On a fight card salted with promising prospects from the former Soviet Union, Sergey Lipinets, a former kickboxing champion from Kazakhstan, made the most impressing showing, emerging as a serious contender in the welterweight division in only his ninth professional bout. Lipinets dispatched Levan Ghvamichava with a wicked left hook to the liver in the fifth frame in the main event of a four-bout card at the Robinson Rancheria Resort and Casino in Nice, California. A Premier Boxing Champions promotion, the show was part of the “Toe to Toe Tuesdays” series that airs on Fox Sports 1.

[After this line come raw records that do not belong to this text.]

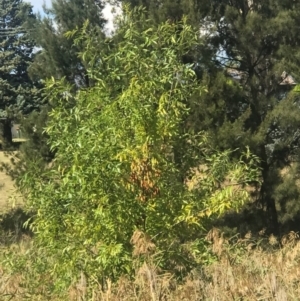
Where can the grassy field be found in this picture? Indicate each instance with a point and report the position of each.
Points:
(8, 195)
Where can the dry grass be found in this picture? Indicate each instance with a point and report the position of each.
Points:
(8, 195)
(244, 271)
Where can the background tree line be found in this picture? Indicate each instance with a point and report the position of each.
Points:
(219, 80)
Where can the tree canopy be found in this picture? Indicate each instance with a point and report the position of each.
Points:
(115, 180)
(18, 94)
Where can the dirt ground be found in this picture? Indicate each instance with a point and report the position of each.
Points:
(8, 195)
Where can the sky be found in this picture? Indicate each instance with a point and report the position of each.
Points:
(37, 7)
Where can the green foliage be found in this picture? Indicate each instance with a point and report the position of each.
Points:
(117, 188)
(58, 56)
(17, 92)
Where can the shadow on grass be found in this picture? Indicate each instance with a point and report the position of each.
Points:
(12, 227)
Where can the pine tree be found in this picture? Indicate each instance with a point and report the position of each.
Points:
(58, 56)
(253, 55)
(17, 92)
(249, 102)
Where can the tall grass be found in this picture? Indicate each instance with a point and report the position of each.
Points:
(248, 268)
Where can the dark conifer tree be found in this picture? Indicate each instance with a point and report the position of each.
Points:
(251, 70)
(58, 56)
(18, 94)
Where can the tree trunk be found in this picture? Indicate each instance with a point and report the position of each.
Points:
(6, 134)
(265, 195)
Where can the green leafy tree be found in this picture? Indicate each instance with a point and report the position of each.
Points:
(248, 72)
(257, 45)
(18, 94)
(116, 179)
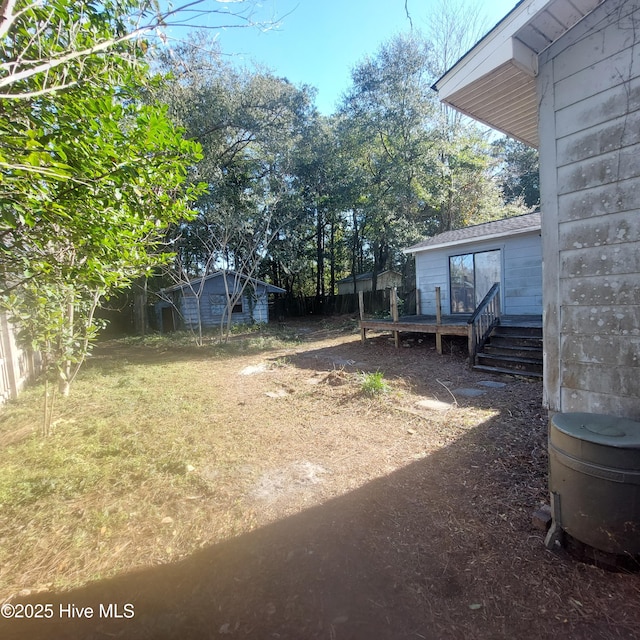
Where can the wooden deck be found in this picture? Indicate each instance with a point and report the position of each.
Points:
(450, 325)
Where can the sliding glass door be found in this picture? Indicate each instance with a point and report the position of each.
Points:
(471, 276)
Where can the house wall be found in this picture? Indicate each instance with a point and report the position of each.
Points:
(521, 286)
(589, 93)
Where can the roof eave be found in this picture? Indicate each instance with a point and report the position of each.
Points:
(494, 82)
(467, 241)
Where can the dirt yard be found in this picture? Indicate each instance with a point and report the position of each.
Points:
(336, 514)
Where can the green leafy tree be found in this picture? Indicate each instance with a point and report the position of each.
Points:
(518, 171)
(248, 123)
(90, 177)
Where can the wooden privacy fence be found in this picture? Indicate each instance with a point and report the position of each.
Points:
(375, 301)
(17, 365)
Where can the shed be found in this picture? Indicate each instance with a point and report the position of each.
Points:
(208, 298)
(565, 76)
(364, 282)
(465, 263)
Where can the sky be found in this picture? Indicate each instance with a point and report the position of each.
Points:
(318, 42)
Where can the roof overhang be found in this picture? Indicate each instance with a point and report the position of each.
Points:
(471, 241)
(495, 82)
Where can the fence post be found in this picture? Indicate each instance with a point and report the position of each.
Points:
(363, 331)
(438, 322)
(394, 314)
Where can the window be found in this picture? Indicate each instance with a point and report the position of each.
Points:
(471, 276)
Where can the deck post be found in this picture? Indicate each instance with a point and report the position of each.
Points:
(394, 314)
(363, 331)
(438, 322)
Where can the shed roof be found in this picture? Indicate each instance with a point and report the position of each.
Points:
(494, 82)
(527, 223)
(196, 281)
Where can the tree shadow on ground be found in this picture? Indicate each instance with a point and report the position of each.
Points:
(443, 548)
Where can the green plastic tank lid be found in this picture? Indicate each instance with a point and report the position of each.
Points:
(602, 429)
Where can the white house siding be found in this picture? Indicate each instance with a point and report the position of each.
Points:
(589, 90)
(521, 284)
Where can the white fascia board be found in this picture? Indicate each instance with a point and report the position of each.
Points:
(496, 48)
(471, 241)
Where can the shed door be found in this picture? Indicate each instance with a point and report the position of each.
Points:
(471, 276)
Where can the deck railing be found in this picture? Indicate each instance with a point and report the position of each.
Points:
(483, 320)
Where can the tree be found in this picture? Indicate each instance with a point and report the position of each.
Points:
(387, 116)
(90, 177)
(52, 45)
(518, 173)
(248, 123)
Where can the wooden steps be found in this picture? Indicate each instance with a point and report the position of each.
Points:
(514, 350)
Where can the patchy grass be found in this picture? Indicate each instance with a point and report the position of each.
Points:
(420, 501)
(373, 384)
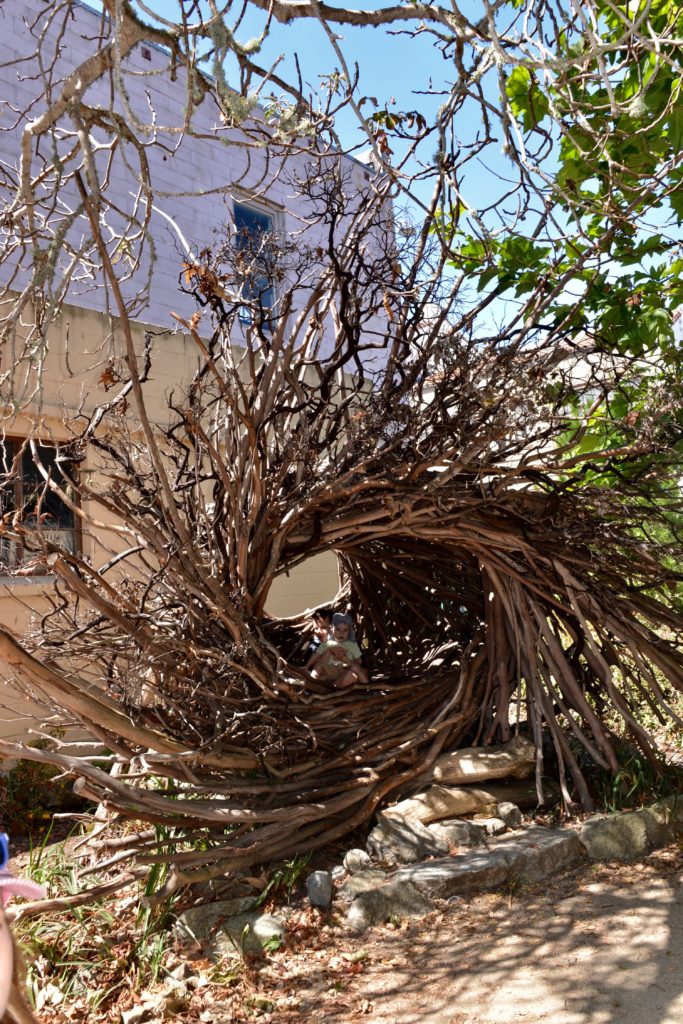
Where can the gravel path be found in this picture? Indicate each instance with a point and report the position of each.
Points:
(601, 945)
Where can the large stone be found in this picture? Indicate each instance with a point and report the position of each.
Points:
(460, 834)
(493, 826)
(477, 764)
(360, 883)
(659, 825)
(225, 933)
(538, 854)
(510, 814)
(318, 889)
(356, 860)
(541, 853)
(469, 872)
(617, 837)
(395, 899)
(440, 802)
(397, 842)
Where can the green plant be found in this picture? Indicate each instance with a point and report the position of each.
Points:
(638, 781)
(284, 878)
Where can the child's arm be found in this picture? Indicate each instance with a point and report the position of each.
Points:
(312, 660)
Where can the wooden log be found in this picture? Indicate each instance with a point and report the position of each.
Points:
(439, 802)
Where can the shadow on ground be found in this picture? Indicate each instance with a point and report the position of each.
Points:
(600, 946)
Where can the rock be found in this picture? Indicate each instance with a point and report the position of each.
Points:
(458, 833)
(136, 1014)
(510, 814)
(493, 826)
(658, 824)
(477, 764)
(536, 855)
(541, 853)
(226, 933)
(180, 972)
(360, 883)
(469, 872)
(356, 860)
(440, 802)
(616, 837)
(395, 899)
(318, 889)
(199, 922)
(396, 842)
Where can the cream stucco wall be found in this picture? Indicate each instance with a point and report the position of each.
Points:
(80, 346)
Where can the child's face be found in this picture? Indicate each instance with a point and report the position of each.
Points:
(321, 625)
(341, 632)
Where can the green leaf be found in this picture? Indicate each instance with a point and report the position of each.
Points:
(526, 99)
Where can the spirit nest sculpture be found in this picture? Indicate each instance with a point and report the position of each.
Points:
(502, 576)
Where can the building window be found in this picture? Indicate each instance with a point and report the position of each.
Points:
(27, 500)
(254, 233)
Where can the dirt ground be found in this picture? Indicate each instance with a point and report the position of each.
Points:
(601, 945)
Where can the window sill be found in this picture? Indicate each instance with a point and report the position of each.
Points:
(38, 581)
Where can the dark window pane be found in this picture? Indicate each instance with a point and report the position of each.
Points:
(41, 508)
(252, 225)
(38, 500)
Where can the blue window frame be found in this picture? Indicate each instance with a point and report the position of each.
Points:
(253, 228)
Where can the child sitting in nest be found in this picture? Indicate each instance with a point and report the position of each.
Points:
(338, 659)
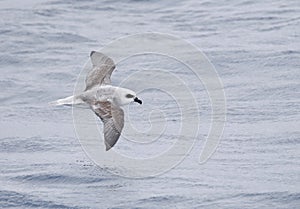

At age 26, Lipinets is on the fast track. His last three opponents – Kendal Mena, Haskell Rhodes, and Ghvamichava – were a combined 59-2-2 going in. His fight with Ghvamichava was even on two of the scorecards though four rounds, but one could sense that Lipinets was the stronger fighter with more guns in his arsenal. The deciding punch, which dropped Ghvamichava to his knees, unable to beat the count, harked to Micky Ward, a boxer whose chief asset, other than his stamina and grit, was the “solar plexus” punch. It was the seventh win inside the distance for the fast-rising Lipinets.
Another Eastern European import, super middleweight Sergiy Derevyanchenko, also made an impressive showing. Derevyanchenko, who represented the Ukraine in the 2008 Olympics, advanced to 8-0 (6 KOs) with an eighth round stoppage of Sacramento’s Mike Guy who was 8-1-1 going in. Dominant from the get-go, Derevyanchenko had Guy down twice in the eighth and final round before the referee called a halt. The stoppage seemed a tad slow.
In a super lightweight affair scheduled for eight rounds, Kevin Watts improved to 11-0 with a fifth round TKO of Poland’s Michal Chudecki. Watts knocked Chudecki off his pins with a hard left hook in round five. Chudecki was up in a flash, but went on his bicycle as Watts revved up his attack, landing several hard punches before the referee intervened.
In an off-TV bout, Cuban defector Leduan Barthelemy improved to 9-0 (5 KOs) with a first round stoppage of Tijuana trial horse Pedro Melo. Barthelemy, a 26-year-old featherweight, is the younger brother of IBF World lightweight champion Rances Barthelemy.